Along with noting these great teachers, Brown considers Paulinus—a new entry for many of us—who wrote an annual poem for the Festival of St. Felix. Paulinus’s poetry stressed the “mystical symbiosis” between rich and poor. His exposition of the parable of the rich man and Lazarus is presented as an alternative mode of social relationships—the rich man might have escaped punishment had he given alms to Lazarus instead of being totally absorbed in himself.

This testimony to the gospel’s radical claim on money was intense and constant, according to Brown’s narrative. But of course there was a vigorous countertheme as well. Not surprisingly, Augustine lived in a world of social realism and judged that such a radical posture was unsustainable in a church peopled by the wealthy. He transposed the issue of “rich and poor” into “rich and wise,” so wealth itself did not come under judgment as it did in the passion of Ambrose and the asceticism of Jerome. What mattered to Augustine was the deployment of wealth in a way that could be good.

This departure should be noted for what it is: a characteristic move in the church’s long history of accommodation. Brown comments: “Augustine rendered wealth unproblematic because its origins were held to be opaque. Like grace itself, wealth was a phenomenon Augustine had removed from human scrutiny.” In keeping with Augustine’s familiar categories, pride, not wealth, was the problem. This interpretive maneuver sounds like a later maneuver by Calvin, who accommodated his mercantilist constituency by approving the charging of interest on loans.

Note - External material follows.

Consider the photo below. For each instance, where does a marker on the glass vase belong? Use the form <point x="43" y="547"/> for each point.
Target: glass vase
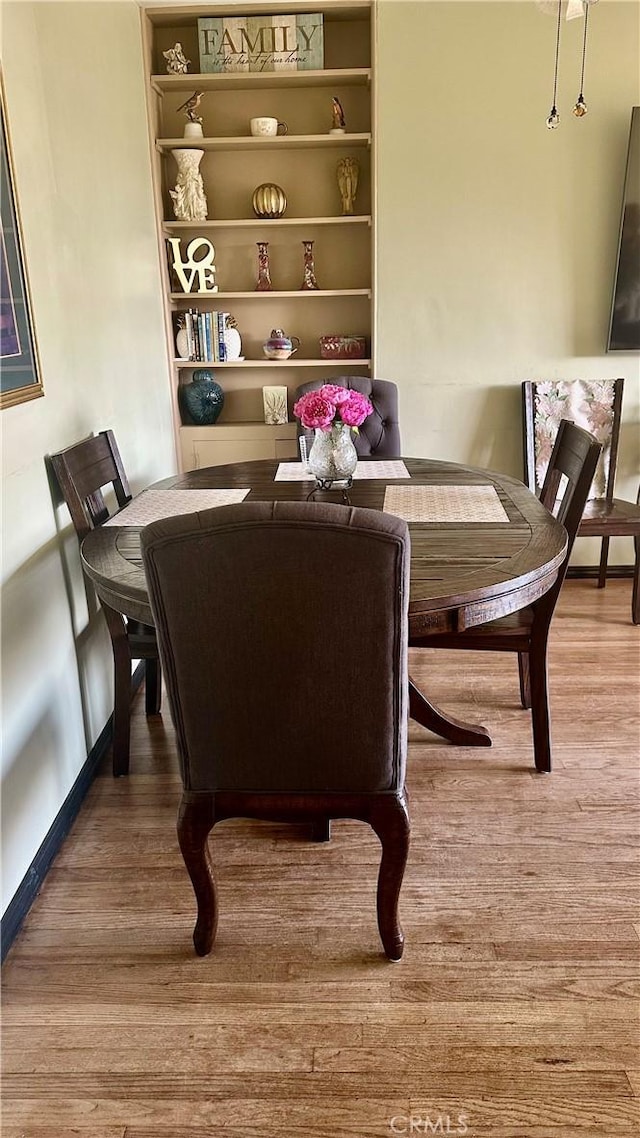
<point x="333" y="456"/>
<point x="263" y="275"/>
<point x="309" y="280"/>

As Brown nears the end of his chronological period, he demonstrates the way in which the weight of wealth decisively moved the church toward an accommodationist perspective. While the great teachers and bishops summoned believers to radical obedience, in the long run that radicality was siphoned off into an effort for “the next world.” With considerable theological support, the wealthy turned their attention from the materiality of social relationships to a spirituality for the next life. Priests were made other by celibacy, by different appearance, and by being cast in a zone apart from materiality.

One can see in Brown’s narrative that the disputes of the fourth century stand between the old civic generosity and a new concern for otherworldliness. Perhaps that transitory radicality could not be sustained. But it has bequeathed to the church a “conglomerate of notions” that link the wealth of the church, the care of the poor and the fate of the soul.

These ancient issues continue to haunt the church. There is still a needle’s eye and a host of camels in waiting. Reading Brown’s elegant review requires hard work, but such hard work may give us critical perspective on our own too-easy accommodations.